Saifullah Muhammad, an advocate for the Rohingya and the co-founder of the Rohingya Centre of Canada expressed his deep gratitude towards the Ek Khaale project. Underscoring the significance of the Rohingya people in shaping Burmese culture and history, he discussed the disconnect between the younger generations of the Rohingya people both in Myanmar and around the world, stemming from experiences of displacement and genocide. The exhibit transcends depictions of cruelty and violence experienced by the minority group but also demonstrates evidence of their existence and their rich culture, who they are and where they came from.

Greg Constantine, an award-winning documentary photographer, author, and journalist, spearheaded this project. His exhibit presents his 18-year journey documenting the persecution of the Rohingya people. Through his work, Constantine describes the slow cultural erasure of the Rohingya, from forced labour and land seizures to the destruction of mosques. From documenting the Rohingya communities in Bangladesh to capturing erased identities in Myanmar, Constantine formulates a visual narrative of the cultural erasure of the Rohingya identity.

To share an unseen visual portrait of this minority group, he presents contributions from the Rohingya, including old photographs, family collections, documents, letters, and illustrations in conjunction with historical materials from a variety of public and private archives.

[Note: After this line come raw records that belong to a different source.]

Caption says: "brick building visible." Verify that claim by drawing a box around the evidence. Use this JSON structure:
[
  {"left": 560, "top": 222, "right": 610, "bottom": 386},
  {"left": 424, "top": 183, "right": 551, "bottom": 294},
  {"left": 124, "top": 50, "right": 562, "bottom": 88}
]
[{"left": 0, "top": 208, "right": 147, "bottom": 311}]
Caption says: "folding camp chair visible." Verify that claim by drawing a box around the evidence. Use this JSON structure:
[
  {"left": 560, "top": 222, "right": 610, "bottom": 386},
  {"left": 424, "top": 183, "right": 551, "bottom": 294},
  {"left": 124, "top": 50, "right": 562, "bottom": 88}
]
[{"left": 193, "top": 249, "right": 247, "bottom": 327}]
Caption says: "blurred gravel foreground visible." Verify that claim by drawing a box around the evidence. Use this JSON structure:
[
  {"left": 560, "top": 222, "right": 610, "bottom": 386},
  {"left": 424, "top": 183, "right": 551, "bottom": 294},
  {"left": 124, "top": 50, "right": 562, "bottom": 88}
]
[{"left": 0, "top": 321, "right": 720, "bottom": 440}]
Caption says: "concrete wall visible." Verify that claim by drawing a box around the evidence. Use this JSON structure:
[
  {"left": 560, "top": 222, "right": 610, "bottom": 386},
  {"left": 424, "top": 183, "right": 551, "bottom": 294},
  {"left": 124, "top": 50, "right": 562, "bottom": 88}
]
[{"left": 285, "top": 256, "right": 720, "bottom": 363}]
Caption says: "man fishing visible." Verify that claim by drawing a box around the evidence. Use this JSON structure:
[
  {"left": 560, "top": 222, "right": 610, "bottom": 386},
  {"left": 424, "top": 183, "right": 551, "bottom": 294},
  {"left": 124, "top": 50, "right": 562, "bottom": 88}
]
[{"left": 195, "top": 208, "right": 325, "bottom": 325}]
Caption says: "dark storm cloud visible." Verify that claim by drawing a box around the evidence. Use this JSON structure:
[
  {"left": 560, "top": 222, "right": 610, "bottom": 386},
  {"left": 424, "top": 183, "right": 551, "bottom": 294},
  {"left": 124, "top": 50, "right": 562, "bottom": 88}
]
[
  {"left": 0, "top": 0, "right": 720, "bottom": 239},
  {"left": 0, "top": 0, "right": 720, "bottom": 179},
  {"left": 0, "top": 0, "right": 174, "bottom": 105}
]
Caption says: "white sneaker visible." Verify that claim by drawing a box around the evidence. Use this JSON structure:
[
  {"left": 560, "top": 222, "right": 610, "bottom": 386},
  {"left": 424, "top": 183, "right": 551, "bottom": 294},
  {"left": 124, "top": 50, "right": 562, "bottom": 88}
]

As he introduced his work, Constantine discussed his shifting methodology and focus of the project from photographing the current state of Myanmar and the Rohingya people to one that seeks out pre-existing documents and photographs, allowing an exploration of the culture of the Rohingya beyond the tragedy in which they live, rather it highlights the richness of culture and

life they experienced before through these preserved artifacts of history. The Ek Khaale exhibit explores tensions of the fragility of belonging, identity, and evidence of existence.

As guests were invited to experience the exhibit themselves, and face history, Matthew Walton reflected on the need for reconciliation requiring engagement with the contradictions of Myanmar’s past, particularly in its history of periods of peaceful interreligious coexistence among different groups. Memories of cooperation and mutual support are obscured by recent genocidal violence, further emphasizing the need for remembrance and revival.

A special thank you goes out to the co-sponsors who made this event possible: Myanmar Policy and Community Knowledge (MyPACK), the Asian Institute, Myanmar Culture Club, Tea Circle, The Burma Canadian Association of Ontario, and the Rohingya Centre of Canada and supported by the IDRC’s Knowledge for Democracy Myanmar (K4DM) project.

The exhibit, located on the second floor of Hart House, will be open for public viewing for the month of October. Hart House staff will also conduct exhibition tours on the 1st and 6th of November, 2024. The Ek Khaale project is also available to be viewed online through its official website.